Friday, January 8, 2010

#324: La Bête Humaine

(Jean Renoir, 1938)

Despite its very contemporary roots as a realist melodrama and the fact that it was based on a novel by Emile Zola nearly a century before, Le Bête Humaine is primarily interesting to me because it looks forward to the noir of the future. The lead actress is the classic femme fatale, leaving the viewer unsure of just where her allegiance lies, pushing the protagonist towards self-destruction or murder, whichever comes first, and often both.

This was quite the surprise for 30s Renoir. After having seen Bodu Saved From Drowning, The Grand Illusion, and my favorite, the masterpiece The Rules of the Game, I assumed the film would follow similar themes of class and human nature. There is a bit of that here, but more than that there is a sense of the struggle of life.

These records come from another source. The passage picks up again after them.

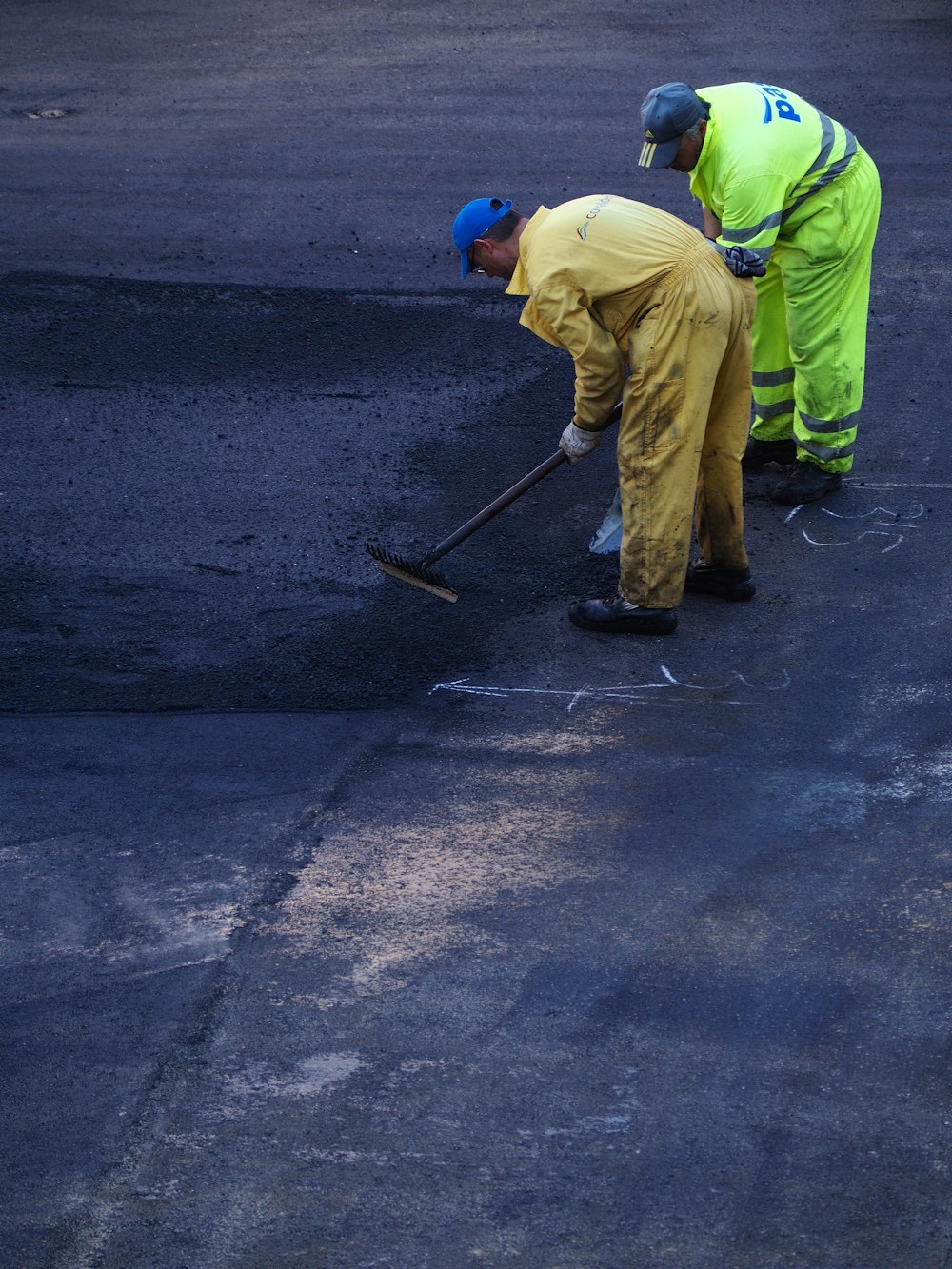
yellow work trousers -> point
(684, 426)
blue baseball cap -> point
(666, 113)
(472, 222)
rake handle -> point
(494, 507)
(510, 495)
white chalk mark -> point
(636, 693)
(867, 533)
(913, 513)
(579, 696)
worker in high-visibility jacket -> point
(651, 315)
(788, 197)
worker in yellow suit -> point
(650, 313)
(790, 195)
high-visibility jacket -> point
(592, 268)
(765, 152)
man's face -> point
(494, 259)
(689, 149)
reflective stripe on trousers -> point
(810, 325)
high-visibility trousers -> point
(684, 424)
(811, 316)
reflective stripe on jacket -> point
(765, 151)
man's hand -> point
(575, 443)
(743, 263)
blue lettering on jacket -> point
(775, 98)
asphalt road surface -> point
(342, 926)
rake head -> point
(417, 574)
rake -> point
(422, 572)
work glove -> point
(575, 443)
(743, 263)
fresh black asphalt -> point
(343, 926)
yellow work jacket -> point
(765, 152)
(592, 268)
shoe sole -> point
(734, 591)
(792, 498)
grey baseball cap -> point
(666, 113)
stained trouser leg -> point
(676, 355)
(720, 507)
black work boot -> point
(760, 453)
(711, 579)
(619, 616)
(805, 484)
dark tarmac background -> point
(343, 926)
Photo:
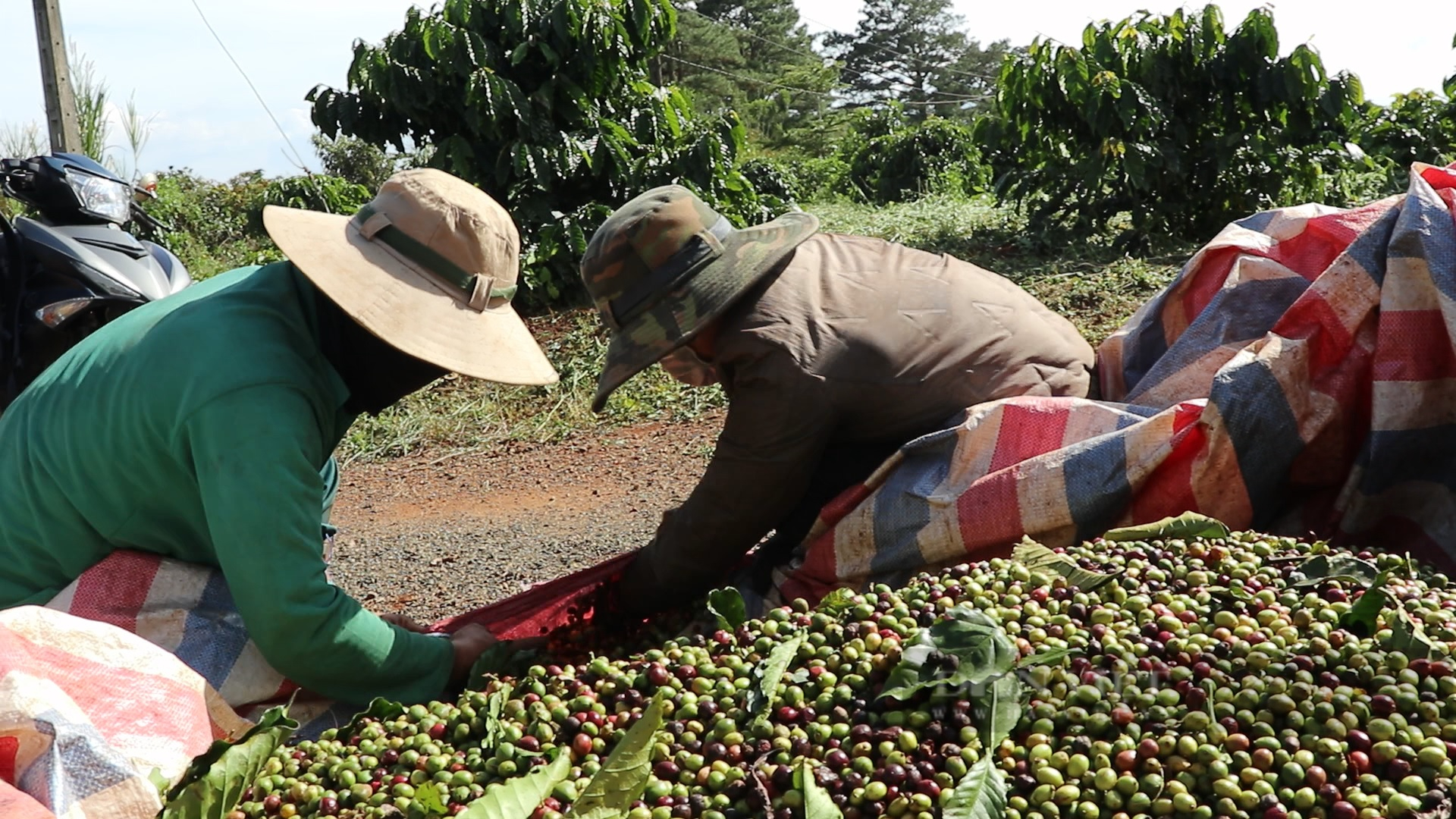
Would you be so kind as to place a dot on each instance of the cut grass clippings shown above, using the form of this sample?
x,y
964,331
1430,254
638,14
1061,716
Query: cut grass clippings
x,y
1087,280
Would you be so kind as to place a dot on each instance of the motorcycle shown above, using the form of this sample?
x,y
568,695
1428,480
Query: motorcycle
x,y
72,268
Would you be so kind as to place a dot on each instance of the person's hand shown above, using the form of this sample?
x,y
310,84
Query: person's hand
x,y
469,643
403,621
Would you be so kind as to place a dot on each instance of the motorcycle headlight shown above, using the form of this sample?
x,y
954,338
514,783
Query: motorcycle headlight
x,y
101,197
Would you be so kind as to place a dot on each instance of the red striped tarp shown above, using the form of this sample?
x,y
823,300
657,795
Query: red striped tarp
x,y
1299,375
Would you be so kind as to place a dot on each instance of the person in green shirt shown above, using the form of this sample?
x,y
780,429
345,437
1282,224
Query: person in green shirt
x,y
197,428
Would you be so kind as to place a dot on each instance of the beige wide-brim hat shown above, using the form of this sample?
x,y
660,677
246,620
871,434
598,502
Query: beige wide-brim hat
x,y
430,267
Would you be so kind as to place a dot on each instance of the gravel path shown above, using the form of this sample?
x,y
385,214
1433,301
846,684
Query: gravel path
x,y
435,535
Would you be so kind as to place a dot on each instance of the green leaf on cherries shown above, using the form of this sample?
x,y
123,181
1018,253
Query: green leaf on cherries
x,y
215,781
837,602
494,708
379,708
1185,525
766,678
981,793
817,803
1408,637
433,799
967,648
520,796
625,773
998,708
1047,657
1321,569
727,605
1363,617
1040,558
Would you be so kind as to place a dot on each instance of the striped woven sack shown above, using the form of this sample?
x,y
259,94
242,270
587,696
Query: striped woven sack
x,y
1299,376
88,711
188,611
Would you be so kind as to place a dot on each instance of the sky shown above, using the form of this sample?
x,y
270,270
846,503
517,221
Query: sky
x,y
206,117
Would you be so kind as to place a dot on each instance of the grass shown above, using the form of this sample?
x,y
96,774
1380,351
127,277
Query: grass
x,y
1090,281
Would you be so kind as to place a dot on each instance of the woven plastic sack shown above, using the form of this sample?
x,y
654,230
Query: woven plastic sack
x,y
88,711
188,611
1296,376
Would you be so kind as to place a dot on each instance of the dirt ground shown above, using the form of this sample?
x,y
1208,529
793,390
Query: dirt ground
x,y
438,534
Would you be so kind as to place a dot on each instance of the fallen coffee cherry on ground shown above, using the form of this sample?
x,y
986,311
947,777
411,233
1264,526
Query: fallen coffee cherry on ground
x,y
1247,676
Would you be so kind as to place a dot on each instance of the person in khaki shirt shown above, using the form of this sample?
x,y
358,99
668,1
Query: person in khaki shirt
x,y
833,352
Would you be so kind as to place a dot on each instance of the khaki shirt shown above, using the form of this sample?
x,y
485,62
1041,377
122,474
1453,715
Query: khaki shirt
x,y
854,340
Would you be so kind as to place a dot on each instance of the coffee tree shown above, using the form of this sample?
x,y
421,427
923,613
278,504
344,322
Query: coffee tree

The things I enjoyed in the film had less to do with the overall plot - which hinged upon a ridiculous notion that the protagonist had uncontrollable homicidal tendencies due to the alcoholism of his ancestors - and more to do with brief moments that were noir all the way. The best is undoubtedly the moment when Lantier goes to kill his lover's husband with a crowbar, shielded by shadows and trains, and he is unable to do it. The style and technique here would be repeated time and time again for the next fifty years. While this is by no means a classic film, it is these moments which continue to enhance Renoir's career in my eyes, as it quickly becomes apparent just why he is so well regarded.